Facilitation of Class

Throughout the semester, you will be responsible for helping to guide class discussion. In addition to your regular attendance and contributions, you will sign up for a specific day when you will take the lead in our conversations. When you are scheduled to facilitate, you will provide a 1-2 page handout for each member of the course. Your well-designed handout should include biographical information for each of the day’s authors. It also should contain rhetorical précis for each of the assigned readings and discussion questions. Sharing these handouts will not only encourage discussion but also allow you to collaboratively develop a portfolio of reference materials for professional communication resources.

In order to facilitate conversation, your 3-4 discussion questions should focus on theoretical or pedagogical concerns rather than simply define concepts or summarize assertions. Be certain to use your précis as your starting points. Your questions can focus on each reading separately, explore connections across the day’s readings, or explore connections between that day’s readings and previous selections.

Rhetorical Précis
Woodworth, Margaret K. (1988). The rhetorical précis. Rhetoric Review, 7.1, 156-164.
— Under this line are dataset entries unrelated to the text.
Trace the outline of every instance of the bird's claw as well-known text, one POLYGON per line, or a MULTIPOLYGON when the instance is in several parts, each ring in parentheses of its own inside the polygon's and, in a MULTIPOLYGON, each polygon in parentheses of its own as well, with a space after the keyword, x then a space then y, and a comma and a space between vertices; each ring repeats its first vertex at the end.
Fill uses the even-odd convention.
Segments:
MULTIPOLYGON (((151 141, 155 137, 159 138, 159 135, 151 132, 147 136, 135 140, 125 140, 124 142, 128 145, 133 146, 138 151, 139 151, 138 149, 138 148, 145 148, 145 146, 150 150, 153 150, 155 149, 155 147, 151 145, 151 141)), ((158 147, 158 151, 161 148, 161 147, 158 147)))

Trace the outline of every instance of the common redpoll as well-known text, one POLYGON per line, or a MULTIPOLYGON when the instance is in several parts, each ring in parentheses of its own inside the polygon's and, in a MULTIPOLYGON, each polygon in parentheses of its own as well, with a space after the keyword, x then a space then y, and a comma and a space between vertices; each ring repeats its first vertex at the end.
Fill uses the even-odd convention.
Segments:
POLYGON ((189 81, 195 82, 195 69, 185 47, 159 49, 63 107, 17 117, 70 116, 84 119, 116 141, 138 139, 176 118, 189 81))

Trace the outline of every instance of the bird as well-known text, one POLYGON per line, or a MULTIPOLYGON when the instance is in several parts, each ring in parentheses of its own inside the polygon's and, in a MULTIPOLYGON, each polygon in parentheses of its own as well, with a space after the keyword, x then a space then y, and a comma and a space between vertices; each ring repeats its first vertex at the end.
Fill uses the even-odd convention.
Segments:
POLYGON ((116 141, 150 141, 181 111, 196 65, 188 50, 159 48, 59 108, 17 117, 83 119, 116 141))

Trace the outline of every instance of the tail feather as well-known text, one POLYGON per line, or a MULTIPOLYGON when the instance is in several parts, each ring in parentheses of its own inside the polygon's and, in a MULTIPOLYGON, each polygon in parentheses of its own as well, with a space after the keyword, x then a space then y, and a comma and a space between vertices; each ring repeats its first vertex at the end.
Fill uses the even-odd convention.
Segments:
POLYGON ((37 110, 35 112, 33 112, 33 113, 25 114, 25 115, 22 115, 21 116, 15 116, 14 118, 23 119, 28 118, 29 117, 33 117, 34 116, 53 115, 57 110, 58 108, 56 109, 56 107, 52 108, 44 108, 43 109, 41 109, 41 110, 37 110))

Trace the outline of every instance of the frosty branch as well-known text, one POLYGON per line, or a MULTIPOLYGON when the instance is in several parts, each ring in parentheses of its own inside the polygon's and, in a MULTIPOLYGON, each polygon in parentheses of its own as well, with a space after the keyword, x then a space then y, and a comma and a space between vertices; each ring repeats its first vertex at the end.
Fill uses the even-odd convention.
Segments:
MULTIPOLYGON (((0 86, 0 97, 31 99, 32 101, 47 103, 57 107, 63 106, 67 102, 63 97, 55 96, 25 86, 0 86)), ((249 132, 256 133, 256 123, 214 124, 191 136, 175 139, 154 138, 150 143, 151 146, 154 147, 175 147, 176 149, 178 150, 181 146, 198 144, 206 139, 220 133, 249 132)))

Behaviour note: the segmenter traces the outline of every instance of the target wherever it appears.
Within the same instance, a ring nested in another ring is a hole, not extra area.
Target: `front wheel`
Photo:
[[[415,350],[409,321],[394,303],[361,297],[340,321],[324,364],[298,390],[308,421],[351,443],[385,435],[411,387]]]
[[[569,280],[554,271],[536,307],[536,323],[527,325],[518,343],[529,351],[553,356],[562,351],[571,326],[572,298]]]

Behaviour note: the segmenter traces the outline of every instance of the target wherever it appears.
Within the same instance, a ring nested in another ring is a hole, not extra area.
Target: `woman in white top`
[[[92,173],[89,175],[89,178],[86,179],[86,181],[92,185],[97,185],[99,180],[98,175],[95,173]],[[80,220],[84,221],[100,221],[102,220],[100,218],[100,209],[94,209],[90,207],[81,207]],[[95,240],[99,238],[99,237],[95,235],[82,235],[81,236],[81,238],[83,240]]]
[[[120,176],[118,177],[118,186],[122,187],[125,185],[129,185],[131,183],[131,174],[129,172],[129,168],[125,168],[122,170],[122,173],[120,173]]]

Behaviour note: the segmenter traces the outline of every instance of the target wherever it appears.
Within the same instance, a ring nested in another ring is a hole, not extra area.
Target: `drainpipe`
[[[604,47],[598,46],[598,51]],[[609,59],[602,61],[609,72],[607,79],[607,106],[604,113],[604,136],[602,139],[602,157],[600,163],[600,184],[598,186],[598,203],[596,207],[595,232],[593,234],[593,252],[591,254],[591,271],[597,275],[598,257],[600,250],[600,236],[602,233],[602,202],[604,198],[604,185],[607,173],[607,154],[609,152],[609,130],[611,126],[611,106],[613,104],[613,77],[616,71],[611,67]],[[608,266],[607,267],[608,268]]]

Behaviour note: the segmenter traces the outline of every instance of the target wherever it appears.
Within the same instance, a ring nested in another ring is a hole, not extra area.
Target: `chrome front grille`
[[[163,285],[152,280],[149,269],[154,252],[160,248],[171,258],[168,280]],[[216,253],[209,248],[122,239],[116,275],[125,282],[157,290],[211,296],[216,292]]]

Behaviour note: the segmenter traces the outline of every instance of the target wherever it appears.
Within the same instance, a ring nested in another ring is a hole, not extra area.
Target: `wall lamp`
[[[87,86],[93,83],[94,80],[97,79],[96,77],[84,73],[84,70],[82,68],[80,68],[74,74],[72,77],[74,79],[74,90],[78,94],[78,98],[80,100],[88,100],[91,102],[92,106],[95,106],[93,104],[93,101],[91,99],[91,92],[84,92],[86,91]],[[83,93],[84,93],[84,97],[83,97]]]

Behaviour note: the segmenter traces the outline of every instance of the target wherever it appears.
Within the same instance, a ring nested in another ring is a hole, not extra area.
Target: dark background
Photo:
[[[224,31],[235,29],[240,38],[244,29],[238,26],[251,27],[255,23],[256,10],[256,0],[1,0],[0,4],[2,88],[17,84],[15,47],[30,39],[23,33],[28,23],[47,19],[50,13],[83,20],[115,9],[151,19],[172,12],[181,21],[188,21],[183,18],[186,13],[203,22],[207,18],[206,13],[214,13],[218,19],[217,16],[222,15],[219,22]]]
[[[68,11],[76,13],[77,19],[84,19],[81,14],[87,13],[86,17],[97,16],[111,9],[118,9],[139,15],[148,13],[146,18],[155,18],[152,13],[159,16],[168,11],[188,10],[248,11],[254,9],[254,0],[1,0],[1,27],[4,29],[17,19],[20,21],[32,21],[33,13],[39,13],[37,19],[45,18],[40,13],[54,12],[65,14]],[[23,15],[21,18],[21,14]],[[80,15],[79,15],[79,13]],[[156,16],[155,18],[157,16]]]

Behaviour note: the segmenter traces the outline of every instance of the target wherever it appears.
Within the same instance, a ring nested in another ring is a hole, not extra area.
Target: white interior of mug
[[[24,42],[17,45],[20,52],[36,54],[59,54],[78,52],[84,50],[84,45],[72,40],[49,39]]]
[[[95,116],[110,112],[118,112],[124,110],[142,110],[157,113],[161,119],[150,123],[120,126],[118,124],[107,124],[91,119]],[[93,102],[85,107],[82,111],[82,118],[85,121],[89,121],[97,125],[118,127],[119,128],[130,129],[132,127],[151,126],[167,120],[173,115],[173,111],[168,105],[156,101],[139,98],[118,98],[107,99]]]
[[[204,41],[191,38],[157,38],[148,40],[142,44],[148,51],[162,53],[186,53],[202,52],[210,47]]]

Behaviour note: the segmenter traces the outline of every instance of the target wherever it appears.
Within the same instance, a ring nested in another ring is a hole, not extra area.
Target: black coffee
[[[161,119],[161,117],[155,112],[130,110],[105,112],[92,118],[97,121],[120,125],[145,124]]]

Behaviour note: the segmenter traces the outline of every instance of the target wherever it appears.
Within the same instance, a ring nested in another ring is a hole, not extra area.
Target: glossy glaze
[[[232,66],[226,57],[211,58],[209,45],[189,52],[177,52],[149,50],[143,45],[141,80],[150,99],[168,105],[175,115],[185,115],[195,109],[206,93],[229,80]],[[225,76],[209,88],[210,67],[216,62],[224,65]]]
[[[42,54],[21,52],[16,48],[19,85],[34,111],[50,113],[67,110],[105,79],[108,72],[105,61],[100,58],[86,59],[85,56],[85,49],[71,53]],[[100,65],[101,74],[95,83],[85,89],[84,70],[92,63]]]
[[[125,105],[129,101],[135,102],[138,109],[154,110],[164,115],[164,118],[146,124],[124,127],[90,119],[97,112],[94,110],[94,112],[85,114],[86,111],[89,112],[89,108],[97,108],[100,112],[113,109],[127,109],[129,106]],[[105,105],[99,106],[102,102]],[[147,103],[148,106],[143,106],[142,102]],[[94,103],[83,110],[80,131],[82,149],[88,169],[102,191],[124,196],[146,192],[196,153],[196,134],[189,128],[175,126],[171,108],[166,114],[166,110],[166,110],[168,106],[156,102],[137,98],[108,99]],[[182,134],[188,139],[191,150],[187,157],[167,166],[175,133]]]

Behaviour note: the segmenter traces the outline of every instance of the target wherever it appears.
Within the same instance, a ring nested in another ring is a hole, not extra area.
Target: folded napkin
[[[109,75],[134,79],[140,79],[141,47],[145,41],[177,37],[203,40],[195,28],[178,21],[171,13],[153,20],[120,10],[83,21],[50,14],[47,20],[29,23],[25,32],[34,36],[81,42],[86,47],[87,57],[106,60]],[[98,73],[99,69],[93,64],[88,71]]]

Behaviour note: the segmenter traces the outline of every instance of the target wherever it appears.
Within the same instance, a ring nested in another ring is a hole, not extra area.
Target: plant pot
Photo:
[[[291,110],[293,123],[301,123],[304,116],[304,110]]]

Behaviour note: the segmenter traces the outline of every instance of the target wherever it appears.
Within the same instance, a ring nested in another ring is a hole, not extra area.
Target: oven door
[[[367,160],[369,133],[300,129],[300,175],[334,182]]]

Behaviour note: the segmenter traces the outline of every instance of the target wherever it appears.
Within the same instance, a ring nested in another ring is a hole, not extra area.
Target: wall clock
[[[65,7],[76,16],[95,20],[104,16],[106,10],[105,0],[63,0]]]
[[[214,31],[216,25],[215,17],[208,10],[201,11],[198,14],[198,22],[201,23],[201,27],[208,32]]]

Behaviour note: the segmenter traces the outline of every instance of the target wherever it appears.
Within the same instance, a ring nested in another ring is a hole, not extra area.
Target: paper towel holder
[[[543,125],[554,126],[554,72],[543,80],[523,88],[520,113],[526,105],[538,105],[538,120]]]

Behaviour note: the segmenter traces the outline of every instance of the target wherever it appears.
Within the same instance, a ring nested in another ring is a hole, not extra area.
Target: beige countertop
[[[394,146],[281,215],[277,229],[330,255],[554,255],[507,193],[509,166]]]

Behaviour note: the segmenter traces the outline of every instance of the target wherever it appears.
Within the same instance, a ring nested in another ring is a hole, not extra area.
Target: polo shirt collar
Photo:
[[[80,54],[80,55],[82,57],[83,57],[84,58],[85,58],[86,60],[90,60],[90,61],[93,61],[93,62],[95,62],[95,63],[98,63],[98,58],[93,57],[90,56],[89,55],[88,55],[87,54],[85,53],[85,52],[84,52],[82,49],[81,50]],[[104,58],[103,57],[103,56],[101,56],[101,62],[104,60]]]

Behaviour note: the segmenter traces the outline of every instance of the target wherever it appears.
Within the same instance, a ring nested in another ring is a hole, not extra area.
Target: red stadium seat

For your facilitation days, you should craft rhetorical précis for each of the day's readings. The purpose of the rhetorical précis is to offer a short account of an article that does more that summarize the content. The rhetorical précis, which is four sentences long, highlights the author’s thesis, purpose, audience, and backing for his or her argument. For additional information about how to craft your précis, please consult the Précis Guidelines document.

Sentences of the précis:

  1. Name of author, [optional: a phrase describing author], genre and title of work, date in parentheses; a rhetorically accurate verb (such as “assert,” “argue,” “suggest,” “imply,” “claim,” etc.); and a THAT clause containing the major assertion (thesis statement) of the work.

  2. An explanation of how the author develops and/or supports the thesis, which usually follows the chronological order of the text.

  3. A statement of the author’s apparent purpose, followed by an “in order” phrase indicating the change the author wants to effect in the audience.

  4. A description of the intended audience and the relationship the author established with the audience.

Sample précis:

  1. Douglas Park, in his essay “Audiences” (1994), suggests that teaching audience is an essential but elusive aspect of teaching writing.

  2. Park develops this idea by exploring different definitions of audience, looking at how a text itself can delineate audience, and then discussing specific strategies writers can use to create contexts for audience.

  3. His purpose is to help teachers of writing understand and teach the different aspects of audience in order that they can help students improve the sense of audience in their writing.

  4. Park establishes an informal relationship with teachers who are interested in strengthening their students’ weak writing.